# Cost to replace a leaking CV boot



## k3vink3vin (Mar 18, 2020)

Hello!

I recently bought a 2007 TFSI 2.0, the driver side CV boot was cut and needs replacing. I estimate the car has clocked 200-300 miles with this, no obvious noise or vibration yet but I believe it needs immediate attention.










AUDI dealership gave a quotation of £338.
RAC gave a quote over email of £170.

Is £170 a reasonable price to pay for the job? I searched on the forum, some suggested it is a £60-80 job?

I am located in North West London, any recommendation on car mechanics is welcomed too.


----------



## chickenBaguette (Aug 6, 2020)

Had my MOT done in April, I was charged £58+vat to replace OSF CV boot.


----------



## k3vink3vin (Mar 18, 2020)

chickenBaguette said:


> Had my MOT done in April, I was charged £58+vat to replace OSF CV boot.

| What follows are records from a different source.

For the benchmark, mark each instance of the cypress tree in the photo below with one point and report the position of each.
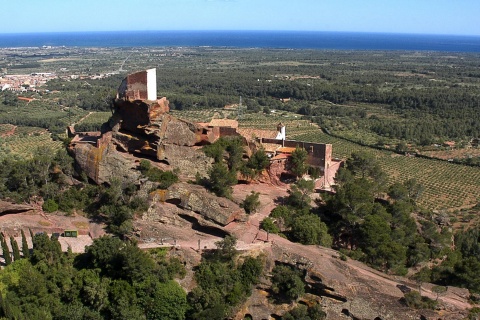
(15, 249)
(6, 251)
(2, 306)
(25, 250)
(31, 234)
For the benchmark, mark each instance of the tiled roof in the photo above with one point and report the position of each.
(285, 150)
(251, 133)
(223, 123)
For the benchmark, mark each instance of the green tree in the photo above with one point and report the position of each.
(269, 225)
(258, 161)
(25, 250)
(15, 249)
(251, 202)
(45, 250)
(167, 301)
(299, 194)
(5, 250)
(50, 206)
(298, 162)
(221, 180)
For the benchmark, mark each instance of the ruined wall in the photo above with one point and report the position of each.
(139, 86)
(319, 154)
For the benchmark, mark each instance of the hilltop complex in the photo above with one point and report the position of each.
(141, 124)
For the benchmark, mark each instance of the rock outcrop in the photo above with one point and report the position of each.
(102, 162)
(9, 208)
(146, 128)
(197, 199)
(143, 127)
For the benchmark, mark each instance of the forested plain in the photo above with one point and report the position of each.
(403, 100)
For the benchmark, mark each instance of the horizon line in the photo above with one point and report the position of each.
(236, 30)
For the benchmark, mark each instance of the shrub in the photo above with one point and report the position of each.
(413, 299)
(251, 202)
(50, 206)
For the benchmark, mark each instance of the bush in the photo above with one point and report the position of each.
(251, 202)
(50, 206)
(268, 225)
(413, 299)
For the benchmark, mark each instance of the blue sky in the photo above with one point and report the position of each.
(407, 16)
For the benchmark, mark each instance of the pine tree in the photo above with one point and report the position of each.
(25, 250)
(6, 251)
(15, 249)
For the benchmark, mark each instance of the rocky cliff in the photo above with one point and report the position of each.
(146, 128)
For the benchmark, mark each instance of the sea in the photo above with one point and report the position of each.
(248, 39)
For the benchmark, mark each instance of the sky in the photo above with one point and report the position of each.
(459, 17)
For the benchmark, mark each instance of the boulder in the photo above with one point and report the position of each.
(197, 199)
(9, 208)
(102, 162)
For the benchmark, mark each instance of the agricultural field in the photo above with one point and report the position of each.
(92, 121)
(447, 186)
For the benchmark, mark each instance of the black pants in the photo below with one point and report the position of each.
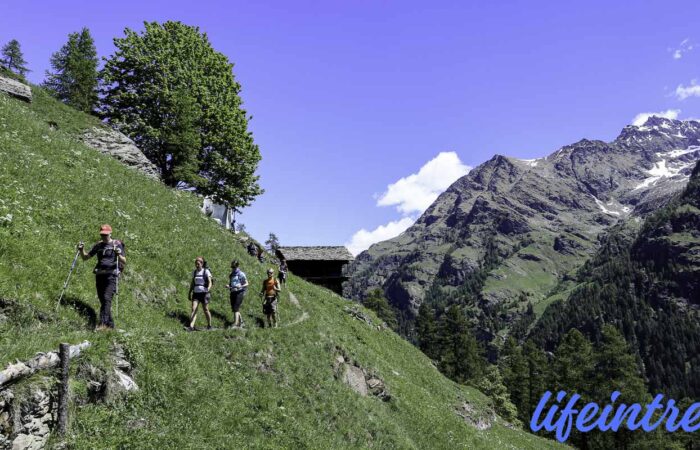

Thanks, I will try a local garage.


----------



## motornoter (Jul 16, 2012)

Just be aware that there's two ways to repair a leaking CV boot. One is to cut the old one off and fit a universal repair boot over the exposed joint and 'zip' the joint together. The obvious and best way is to remove the brake disc and hub assembly and fit an OEM replacement CV boot. Latter will be more expensive labour wise but in my view is the best way to repair a leaking or split boot.


----------



## MT-V6 (Jan 11, 2015)

I replaced a front boot earlier this year, wasn't too bad of a job

Loosen hub bolt, undo driveshaft bolts from the gearbox, undo lower balljoint from hub. The hub will now swing out and you can undo the hub bolt fully and the driveshaft will be free

I did the left side shift has easy access to the gearbox without removing undertrays. The right one will probably need this removing for access

Reverse the above to refit and be sure to torque everything correctly. A boot kit from Audi was just under £30, the hub bolt was about £6

Pretty much exactly the same process as the Mk5 Golf shown here


----------



## k3vink3vin (Mar 18, 2020)

Thanks for the replies.



motornoter said:


> Just be aware that there's two ways to repair a leaking CV boot. One is to cut the old one off and fit a universal repair boot over the exposed joint and 'zip' the joint together. The obvious and best way is to remove the brake disc and hub assembly and fit an OEM replacement CV boot. Latter will be more expensive labour wise but in my view is the best way to repair a leaking or split boot.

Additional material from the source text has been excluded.